We don’t know what happened inside that Colorado grand jury because such proceedings are always secret. Prosecutors in 1999 spun the non-indictment as the culmination of their joint investigation with the grand jurors. That sounded, then and now, like malarkey to me. Prosecutors go to grand juries when they think they have evidence to support criminal charges. Since prosecutors are the only ones presenting any evidence, grand juries almost always agree with them. The fact that the Colorado panel refused was a powerful signal that whatever investigators thought had happened in the Ramsey home, they lacked substantial evidence to prove it.
That grand jury did prosecutors two favors. By declining to indict someone who was later cleared by forensic evidence, they avoided a potential miscarriage of justice. And by declining to indict in 1999, they avoided an acquittal at trial that would have prevented a successful prosecution if new evidence of guilt had emerged later.

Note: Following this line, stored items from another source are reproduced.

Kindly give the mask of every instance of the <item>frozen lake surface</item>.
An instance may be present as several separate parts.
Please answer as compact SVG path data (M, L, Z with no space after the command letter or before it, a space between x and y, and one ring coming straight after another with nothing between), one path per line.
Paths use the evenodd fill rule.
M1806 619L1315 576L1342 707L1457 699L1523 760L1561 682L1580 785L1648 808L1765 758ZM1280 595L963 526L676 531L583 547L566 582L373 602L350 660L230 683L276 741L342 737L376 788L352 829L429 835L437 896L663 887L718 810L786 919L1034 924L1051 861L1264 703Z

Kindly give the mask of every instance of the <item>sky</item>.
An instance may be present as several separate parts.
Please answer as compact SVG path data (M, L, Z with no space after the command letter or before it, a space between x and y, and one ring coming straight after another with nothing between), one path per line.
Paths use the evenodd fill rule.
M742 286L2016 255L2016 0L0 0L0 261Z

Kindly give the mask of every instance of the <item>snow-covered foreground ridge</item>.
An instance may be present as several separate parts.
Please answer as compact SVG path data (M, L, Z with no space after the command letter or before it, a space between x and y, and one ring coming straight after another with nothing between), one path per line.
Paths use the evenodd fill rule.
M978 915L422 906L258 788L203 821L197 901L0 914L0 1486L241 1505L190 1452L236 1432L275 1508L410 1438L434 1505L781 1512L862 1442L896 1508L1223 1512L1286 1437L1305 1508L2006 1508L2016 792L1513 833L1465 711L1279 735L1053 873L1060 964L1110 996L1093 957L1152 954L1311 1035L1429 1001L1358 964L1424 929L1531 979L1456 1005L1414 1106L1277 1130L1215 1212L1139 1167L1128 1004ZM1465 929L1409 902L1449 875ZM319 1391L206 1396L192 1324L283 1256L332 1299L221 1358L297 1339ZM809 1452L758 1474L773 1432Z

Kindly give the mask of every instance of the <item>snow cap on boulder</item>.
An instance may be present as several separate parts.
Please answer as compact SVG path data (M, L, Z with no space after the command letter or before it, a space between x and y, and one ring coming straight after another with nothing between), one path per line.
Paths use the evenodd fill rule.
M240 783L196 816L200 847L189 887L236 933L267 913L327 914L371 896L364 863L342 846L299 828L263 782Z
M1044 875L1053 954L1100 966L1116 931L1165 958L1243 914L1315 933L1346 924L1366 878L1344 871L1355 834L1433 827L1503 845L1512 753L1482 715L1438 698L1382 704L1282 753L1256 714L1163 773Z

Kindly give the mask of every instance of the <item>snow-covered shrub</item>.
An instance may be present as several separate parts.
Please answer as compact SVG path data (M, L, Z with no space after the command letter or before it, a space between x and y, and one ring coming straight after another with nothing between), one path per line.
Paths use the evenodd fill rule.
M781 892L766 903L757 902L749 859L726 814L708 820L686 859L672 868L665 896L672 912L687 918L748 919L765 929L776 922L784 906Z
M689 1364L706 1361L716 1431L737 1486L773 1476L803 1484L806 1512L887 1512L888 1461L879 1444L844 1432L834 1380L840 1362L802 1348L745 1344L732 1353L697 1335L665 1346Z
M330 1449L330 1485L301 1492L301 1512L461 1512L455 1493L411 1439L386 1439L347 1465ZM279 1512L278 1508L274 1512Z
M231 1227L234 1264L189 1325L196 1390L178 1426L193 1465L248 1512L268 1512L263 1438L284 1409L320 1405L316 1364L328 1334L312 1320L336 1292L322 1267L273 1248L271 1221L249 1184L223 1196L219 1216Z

An Orange County, Fla., grand jury was not so cautious or so helpful in the Anthony case. Prosecutors there won a first-degree murder indictment, carrying a potential death penalty, despite not knowing where the child was killed, or when, or how. They thought they knew by whom, but their main proof was Casey Anthony’s suspect behavior after her daughter went missing. The forensic evidence was both scant and scientifically unproven, the mode and manner of death not established. The prosecution’s hypothesis that Anthony killed her daughter because she no longer wanted to be burdened with motherhood seems to have had as much foundation as the long-ago theory that Patsy Ramsey killed JonBenét because her daughter had wet the bed.
The jury at Anthony’s trial did exactly what it was supposed to do. It put the burden on prosecutors to prove their suspicions beyond a reasonable doubt, which prosecutors could do only in connection with Casey Anthony’s lies. The jury then acquitted Anthony of the more serious charges.
Does this mean Casey Anthony did not kill her daughter, or that jurors believed the defense’s assertions that Caylee drowned accidentally, and that family members then panicked? No. But it means prosecutors will never again be able to charge the mother with her daughter’s death.
The Casey Anthony trial jury reminds us that what we think is not the same as what we know, while the Ramsey case should make us humble enough to realize that what we think we know is apt to be wrong or incomplete. People who want Casey Anthony to be ostracized, demonized or lynched think they know what happened to Caylee. They do not.
Legally, at least, Casey Anthony is innocent. Prosecutors should not have brought their case until and unless they had the evidence to sustain it. As another prosecutor wrote about that other notorious case, “No innocent person should have to endure such an extensive trial in the court of public opinion.” Having endured it, Casey Anthony should be left in peace to go on with her life.